To get the articles Schwartz allegedly played digital cat-and-mouse with security for both JSTOR and MIT to hide his equipment, storage devices and physical presence. After being chased around the wireless networks for weeks, he eventually, allegedly, broke into a wiring closet to get a physical connection that gave his computers more reliable access but made the whole process more risky for him.
He was arrested Jan. 6 and indicted today for computer fraud, wire fraud and damage to computer systems during the commission of a crime. A statement from JSTOR said the company retrieved all its data and is cooperating with the U.S. Attorney's office that is prosecuting the case.
Schwartz has not yet said anything publicly about the charges or his opinion of JSTOR's commercial service.
In 2007, though, according to his personal site Schwartz founded the nonprofit Open Library, a site designed to be to books what Wikipedia is to concepts. Its goal is to have a web page offering specific information about background, contents, point of view, availability and other information provided by members of the public, on every book ever published.
According to the indictment, Schwartz was trying to download as much of JSTOR's database of research and review articles as possible, then distribute them for free.
Rather than use his own legitimate access to JSTOR through his job as a fellow at the Harvard Ethics Center on Institutional Corruption, he tried to avoid detection by downloading the articles through guest accounts at MIT, which is right down the road from Harvard and offers free wireless access to guests who register with the network.
According to the indictment, Schwartz bought an Acer laptop specifically to serve as a download agent, loaded it up with an application called Keepgrabbing.py to automate the download of content from JSTOR and to get around JSTOR security designed to prevent mass downloads.
On Sept. 25, 2010, the indictment says, Schwartz drove to MIT, logged in as a guest to MIT's campus-wide wireless data network under the name "Gary Host," and began downloading an "extraordinary" volume of files from JSTOR.
JSTOR pays science and academic publishers for the right to distribute full-text and graphic versions of their published content, primarily to universities and research-oriented companies. Subscriptions to JSTOR can run to $50,000 per year for a university. JSTOR pays part of the proceeds back to the publications and authors and keeps the rest.
Within hours both JSTOR and MIT noticed someone hoovering up the content faster than any legitimate user would, and cut off access by blocking the IP address for "Gary Host's" laptop – which used the computer name "Ghost Laptop."
Sept. 26, the indictment charges, Schwartz went back to MIT, logged in using a different IP address, and turned the data faucet back on.
This time JSTOR blocked not only Ghost Laptop's IP, but a range of IP addresses in the same neighborhood, cutting of a chunk of MIT from access to JSTOR data for three days.
MIT, warned by JSTOR that someone was trying to download its whole database, cut Schwartz off by banning the MAC address on Ghost Laptop from getting an IP address on MIT's network and began a physical search for Ghost Laptop and its owner in the area of campus assigned the IP addresses Schwartz had used.

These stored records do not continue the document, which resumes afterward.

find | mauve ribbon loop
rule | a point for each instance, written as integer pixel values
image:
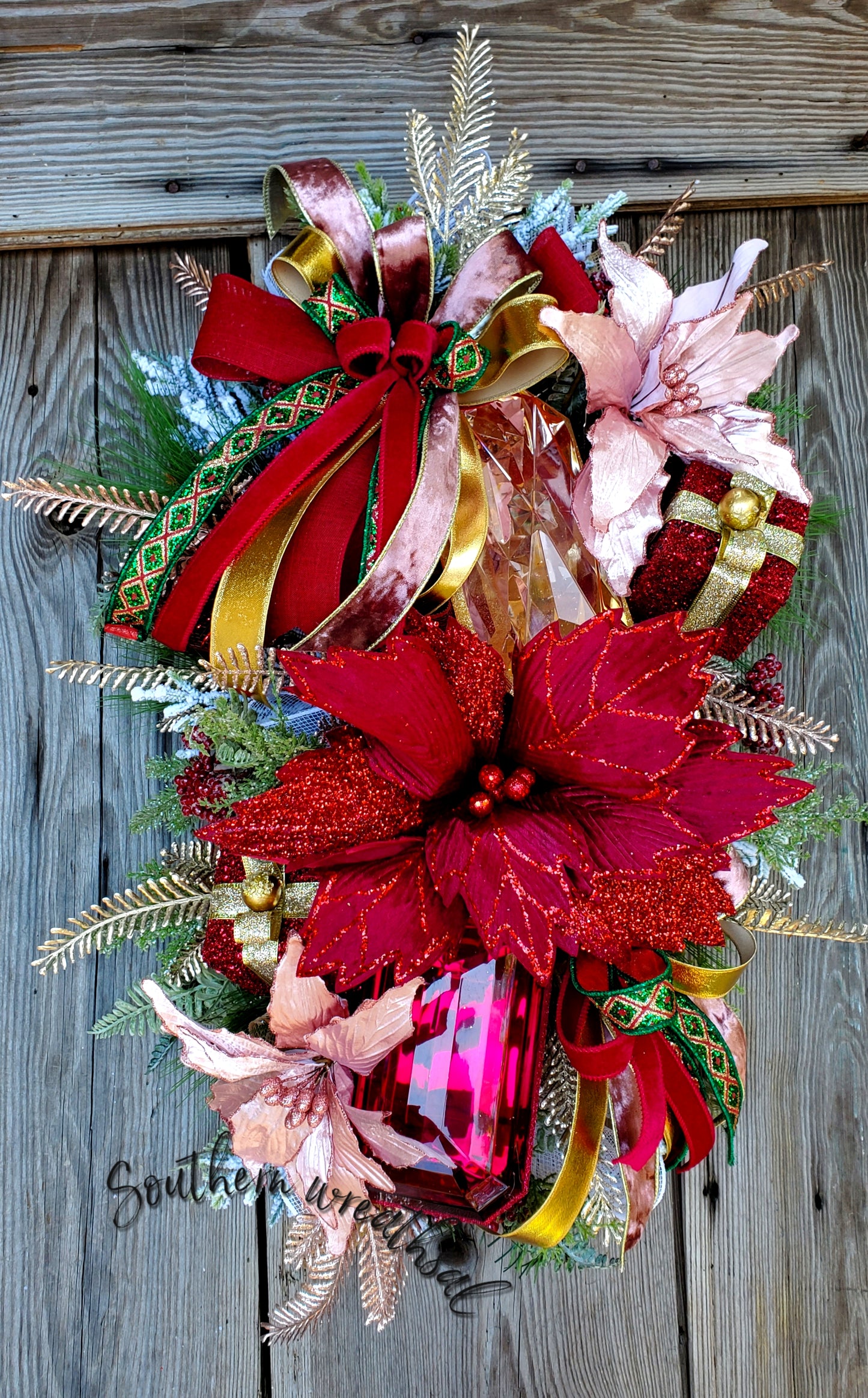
(414, 348)
(362, 347)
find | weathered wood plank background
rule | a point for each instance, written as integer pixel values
(750, 1281)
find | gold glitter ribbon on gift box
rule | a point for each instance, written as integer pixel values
(562, 1206)
(258, 907)
(745, 540)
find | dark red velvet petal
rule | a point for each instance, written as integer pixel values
(509, 870)
(607, 707)
(400, 701)
(327, 800)
(723, 796)
(372, 915)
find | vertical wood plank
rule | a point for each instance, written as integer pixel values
(776, 1271)
(49, 840)
(171, 1305)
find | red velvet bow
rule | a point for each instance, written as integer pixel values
(661, 1078)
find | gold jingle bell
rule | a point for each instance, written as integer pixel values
(262, 892)
(741, 508)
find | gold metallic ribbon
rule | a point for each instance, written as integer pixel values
(741, 553)
(258, 929)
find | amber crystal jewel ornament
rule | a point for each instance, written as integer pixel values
(466, 1081)
(535, 570)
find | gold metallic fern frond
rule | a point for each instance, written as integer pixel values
(382, 1277)
(237, 669)
(119, 511)
(499, 195)
(763, 722)
(776, 288)
(462, 157)
(156, 905)
(669, 227)
(766, 920)
(126, 677)
(192, 277)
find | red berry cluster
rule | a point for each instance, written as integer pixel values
(762, 682)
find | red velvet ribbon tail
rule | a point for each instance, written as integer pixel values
(687, 1104)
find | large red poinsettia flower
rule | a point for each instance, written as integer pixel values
(592, 811)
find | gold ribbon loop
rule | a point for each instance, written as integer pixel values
(742, 550)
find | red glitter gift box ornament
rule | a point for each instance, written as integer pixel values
(727, 555)
(466, 1081)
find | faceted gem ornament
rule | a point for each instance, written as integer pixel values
(535, 568)
(466, 1081)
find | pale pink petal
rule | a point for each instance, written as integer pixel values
(300, 1004)
(216, 1052)
(259, 1131)
(621, 550)
(698, 438)
(374, 1031)
(753, 434)
(624, 460)
(736, 880)
(726, 366)
(605, 353)
(712, 296)
(390, 1145)
(640, 298)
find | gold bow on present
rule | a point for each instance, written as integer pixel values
(256, 907)
(745, 540)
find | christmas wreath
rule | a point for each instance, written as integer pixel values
(441, 558)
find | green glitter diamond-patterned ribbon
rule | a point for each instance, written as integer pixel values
(143, 578)
(656, 1007)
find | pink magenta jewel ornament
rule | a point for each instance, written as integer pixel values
(466, 1080)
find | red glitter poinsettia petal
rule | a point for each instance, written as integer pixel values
(371, 915)
(474, 673)
(509, 870)
(681, 904)
(723, 796)
(327, 800)
(400, 701)
(607, 708)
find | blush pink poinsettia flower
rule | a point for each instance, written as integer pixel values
(672, 374)
(290, 1104)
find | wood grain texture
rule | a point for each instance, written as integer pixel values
(758, 103)
(776, 1270)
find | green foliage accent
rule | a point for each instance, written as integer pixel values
(242, 746)
(164, 807)
(574, 1253)
(213, 1001)
(807, 822)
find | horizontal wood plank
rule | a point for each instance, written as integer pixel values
(118, 144)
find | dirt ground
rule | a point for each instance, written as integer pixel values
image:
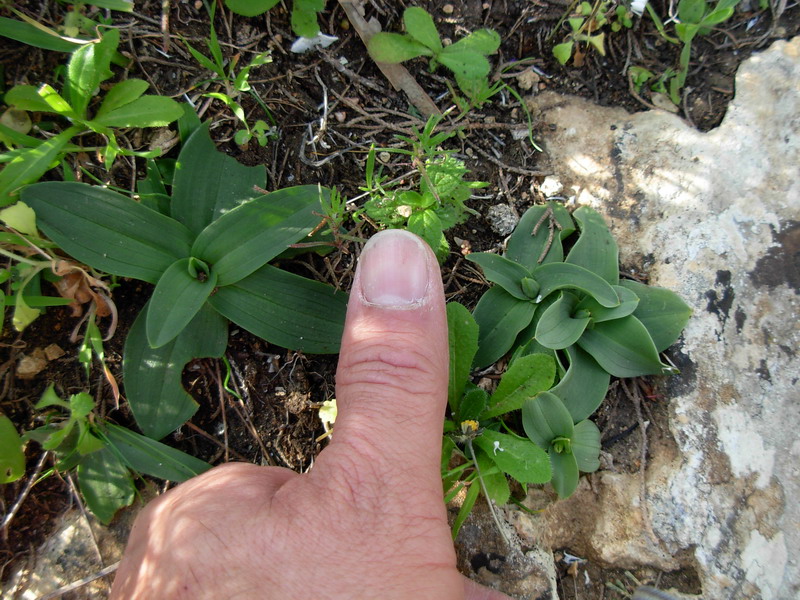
(340, 93)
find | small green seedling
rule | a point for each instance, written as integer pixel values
(584, 26)
(124, 105)
(466, 58)
(577, 300)
(440, 202)
(207, 255)
(475, 433)
(304, 13)
(235, 83)
(105, 456)
(695, 17)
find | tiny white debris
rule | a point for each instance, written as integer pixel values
(302, 45)
(638, 6)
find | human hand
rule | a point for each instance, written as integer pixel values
(368, 521)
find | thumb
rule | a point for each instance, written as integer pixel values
(391, 384)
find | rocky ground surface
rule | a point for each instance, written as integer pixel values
(710, 508)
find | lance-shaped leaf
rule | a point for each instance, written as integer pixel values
(30, 164)
(494, 479)
(209, 183)
(520, 458)
(106, 230)
(623, 347)
(394, 48)
(500, 318)
(504, 272)
(106, 484)
(88, 67)
(628, 302)
(586, 446)
(583, 386)
(558, 276)
(248, 236)
(565, 473)
(178, 296)
(147, 111)
(596, 249)
(285, 309)
(462, 333)
(526, 248)
(557, 328)
(419, 25)
(661, 311)
(121, 94)
(525, 378)
(545, 418)
(153, 375)
(150, 457)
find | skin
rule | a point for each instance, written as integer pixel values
(368, 520)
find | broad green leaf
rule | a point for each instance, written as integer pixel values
(427, 225)
(26, 97)
(147, 111)
(500, 318)
(494, 479)
(250, 235)
(596, 249)
(464, 62)
(150, 457)
(661, 311)
(628, 301)
(504, 272)
(209, 183)
(586, 446)
(557, 328)
(121, 94)
(108, 231)
(462, 331)
(395, 48)
(419, 25)
(88, 67)
(21, 217)
(563, 52)
(565, 473)
(153, 375)
(520, 458)
(106, 484)
(525, 378)
(544, 418)
(304, 17)
(175, 301)
(526, 248)
(285, 309)
(473, 403)
(12, 457)
(473, 492)
(29, 165)
(33, 36)
(482, 41)
(250, 8)
(559, 276)
(584, 386)
(624, 348)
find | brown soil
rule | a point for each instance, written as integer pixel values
(276, 420)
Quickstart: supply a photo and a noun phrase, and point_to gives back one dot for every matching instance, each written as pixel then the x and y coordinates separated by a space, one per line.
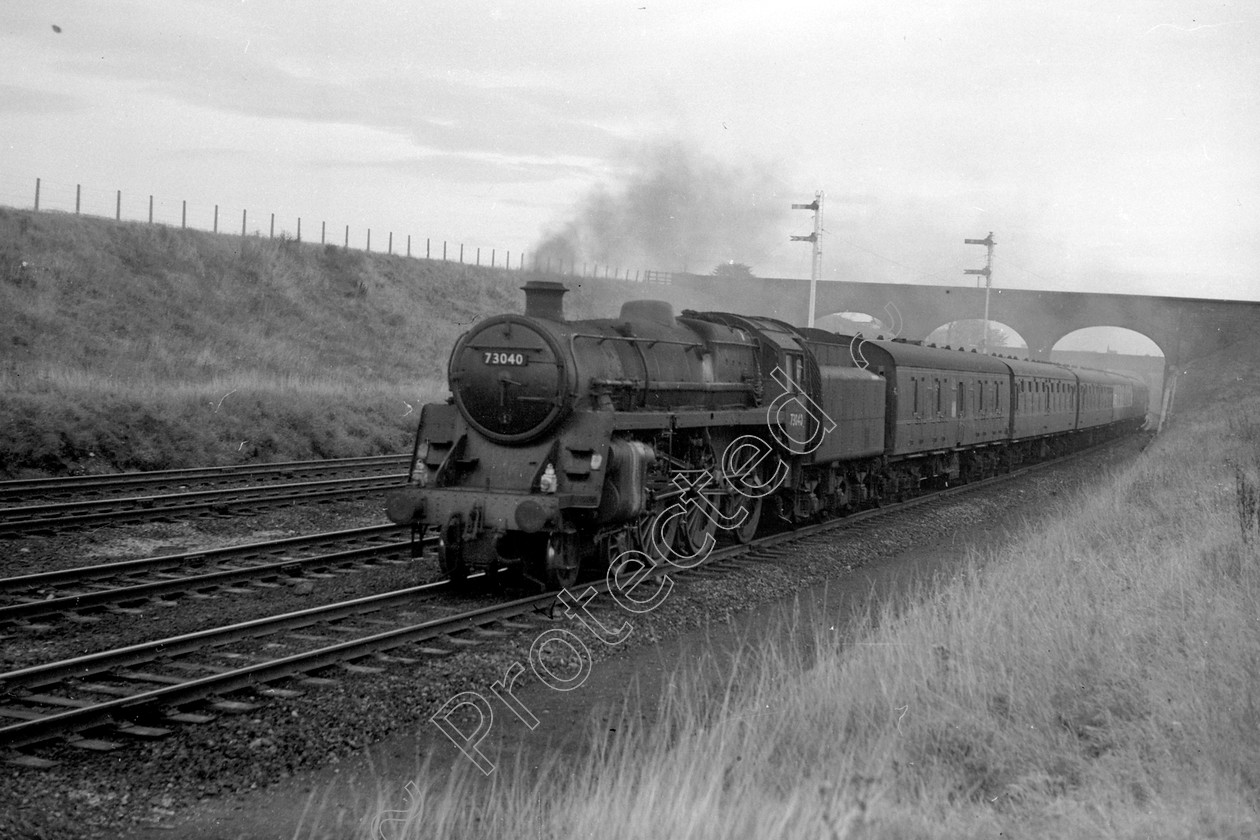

That kept Schwartz offline until Sept. 28, when he allegedly spoofed the mac address of another machine, re-registered Ghost Laptop and got a new IP address not in the range he was rejected from earlier.
On Oct. 28 Schwartz showed up again at MIT with a "Ghost Macbook" to which he registered the name "Grace Host."
On Oct. 29 the indictment charges, Schwartz used both ghosts simultaneously to request and donload "an extraordinary volume of articles from JSTOR. The pace was so fast that it brought down some of JSTOR's servers."
JSTOR cut off all of MIT from access to its data for days.
That didn't stop Schwartz, who kept coming back in November and December to download more than two million articles, "more than one hundred times the number of downloads during the same period by all the legitimate MIT JSTOR users combined," according to the Attorney General's note to the Grand Jury.
He couldn't keep up the pace if he had to keep switching MAC and IP addresses, though. He solved the problem by walking into MIT's Building 16, breaking into a wiring closet, and plugging directly into the network through Ethernet ports he found there.
He hid the laptops and a series of external hard drives under a box to keep searchers from finding it, but still had to sneak in to swap out the external hard drives when they were filled.
To avoid being identified by security cameras he held his bicycle helmet up to his face and peered through the air slits.
During one of his hard drive recoveries he was spotted by MIT Police, who asked him for identification. Instead Schwartz allegedly ran carrying a USB drive with a version of Keepgrabbing.py, the automated download program that had been vacuuming JSTOR's database.
He has not yet commented on either the indictment or his plans for defense.